159.La surpopulation carcérale reste un défi majeur. Afin d’atténuer ce problème, d’autres formes de peines sont envisagées, telles que les travaux d’intérêt général, le travail pénitentiaire hors les murs et la libération de détenus au titre de l’amnistie royale.

Capacité d’accueil des établissements pénitentiaires en mars 2025

Établissements pénitentiaires

Capacité d’accueil

Capacité actuelle

Centre pénitentiaire de santé mentale

20

23

Centre de détention de Matsapha

400

1 162

Centre pour délinquants juvéniles de Malkerns

150

128

Centre de détention de Mawelawela

120

189

Centre de détention provisoire de Manzini

350

602

Centre de détention de Mankayane

50

55

Centre de détention de Mbabane

400

427

Centre de détention de Piggs Peak

400

387

École primaire et secondaire Vulamasango

300

208

Centre de détention de Big Bend

350

560

Centre de détention de Bhalekane

350

565

Centre de détention de Nhlangano

200

432

Total

3 090

4 638

160.Les Services pénitentiaires de Sa Majesté comptent au total 12 centres de détention répartis dans les quatre régions du pays. Les femmes, les hommes, les jeunes et les personnes présentant des troubles mentaux sont incarcérés dans des établissements différents, séparés les uns des autres. Le centre de détention de Mawelawela est un établissement spécialement conçu pour les femmes, où les adultes sont séparés des mineures. Les mères qui allaitent sont également séparées des autres détenues.

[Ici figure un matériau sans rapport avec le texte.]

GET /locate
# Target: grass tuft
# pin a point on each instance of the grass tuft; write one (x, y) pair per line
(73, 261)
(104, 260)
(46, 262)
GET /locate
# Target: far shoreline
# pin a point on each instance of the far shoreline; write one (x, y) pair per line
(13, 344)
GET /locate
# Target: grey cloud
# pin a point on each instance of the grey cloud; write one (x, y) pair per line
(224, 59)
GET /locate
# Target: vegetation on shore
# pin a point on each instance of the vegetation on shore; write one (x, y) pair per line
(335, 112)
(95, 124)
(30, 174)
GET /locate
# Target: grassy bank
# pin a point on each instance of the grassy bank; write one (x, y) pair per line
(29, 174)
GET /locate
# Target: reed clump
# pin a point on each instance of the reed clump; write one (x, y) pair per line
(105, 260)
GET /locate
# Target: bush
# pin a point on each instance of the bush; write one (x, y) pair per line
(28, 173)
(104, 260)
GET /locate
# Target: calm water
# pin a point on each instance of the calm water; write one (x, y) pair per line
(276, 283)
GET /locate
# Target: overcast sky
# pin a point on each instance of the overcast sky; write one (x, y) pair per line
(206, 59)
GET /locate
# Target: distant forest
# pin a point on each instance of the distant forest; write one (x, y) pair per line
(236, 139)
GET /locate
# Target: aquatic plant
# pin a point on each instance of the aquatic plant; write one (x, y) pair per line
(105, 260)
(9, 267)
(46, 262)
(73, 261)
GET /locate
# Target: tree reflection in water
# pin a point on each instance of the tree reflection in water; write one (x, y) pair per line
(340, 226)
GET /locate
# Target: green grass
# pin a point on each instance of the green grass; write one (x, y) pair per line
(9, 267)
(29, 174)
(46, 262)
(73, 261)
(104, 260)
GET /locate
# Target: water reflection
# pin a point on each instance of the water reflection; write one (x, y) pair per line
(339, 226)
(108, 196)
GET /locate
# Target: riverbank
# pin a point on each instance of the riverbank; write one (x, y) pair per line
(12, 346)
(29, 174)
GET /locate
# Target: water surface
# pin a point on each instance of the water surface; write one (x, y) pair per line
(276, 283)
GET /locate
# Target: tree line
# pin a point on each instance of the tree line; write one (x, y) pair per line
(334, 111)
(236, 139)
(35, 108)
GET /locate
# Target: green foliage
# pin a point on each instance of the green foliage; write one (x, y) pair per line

161.Le Centre pour délinquants juvéniles de Malkerns est un centre spécialement destiné aux jeunes délinquants. L’institut d’internement des détenus atteints de démence a été créé pour les délinquants présentant des troubles mentaux. L’école professionnelle pour mineurs, également appelée école correctionnelle Vulamasango, a été créée afin de doter les élèves des compétences essentielles à la vie quotidienne et leur permettre ainsi de développer de bonnes attitudes et de bons comportements à l’égard de l’environnement ou de la société. L’école propose des programmes éducatifs formels et non formels (dans le cadre de services de vulgarisation). Il convient de noter que l’école n’accueille pas uniquement les enfants en conflit avec la loi, mais également toute personne souhaitant y être inscrite.

162.Dans les centres de détention de la police, le commandant du poste de police et le responsable du registre sont tenus de contrôler quotidiennement les cellules afin de veiller à ce qu’elles soient propres et de garantir le bien-être des personnes détenues. En outre, le règlement intérieur de la police oblige le responsable du registre à rendre visite aux personnes détenues en cellule au moins toutes les demi-heures afin de vérifier leur état de santé. Si une personne détenue semble souffrante, le responsable du registre doit en informer le commandant du poste de police ou un supérieur hiérarchique afin que cette personne puisse être conduite à l’hôpital.

163.La surpopulation dans les cellules de police n’est pas un problème, car les gardés à vue n’y restent que pour une courte période, qui ne dépasse pas quarante-huit heures, conformément aux dispositions de la Constitution. Il n’existe pas de cellules spécialement conçues pour les femmes et les mineurs, mais les femmes et les hommes sont détenus dans des cellules séparées.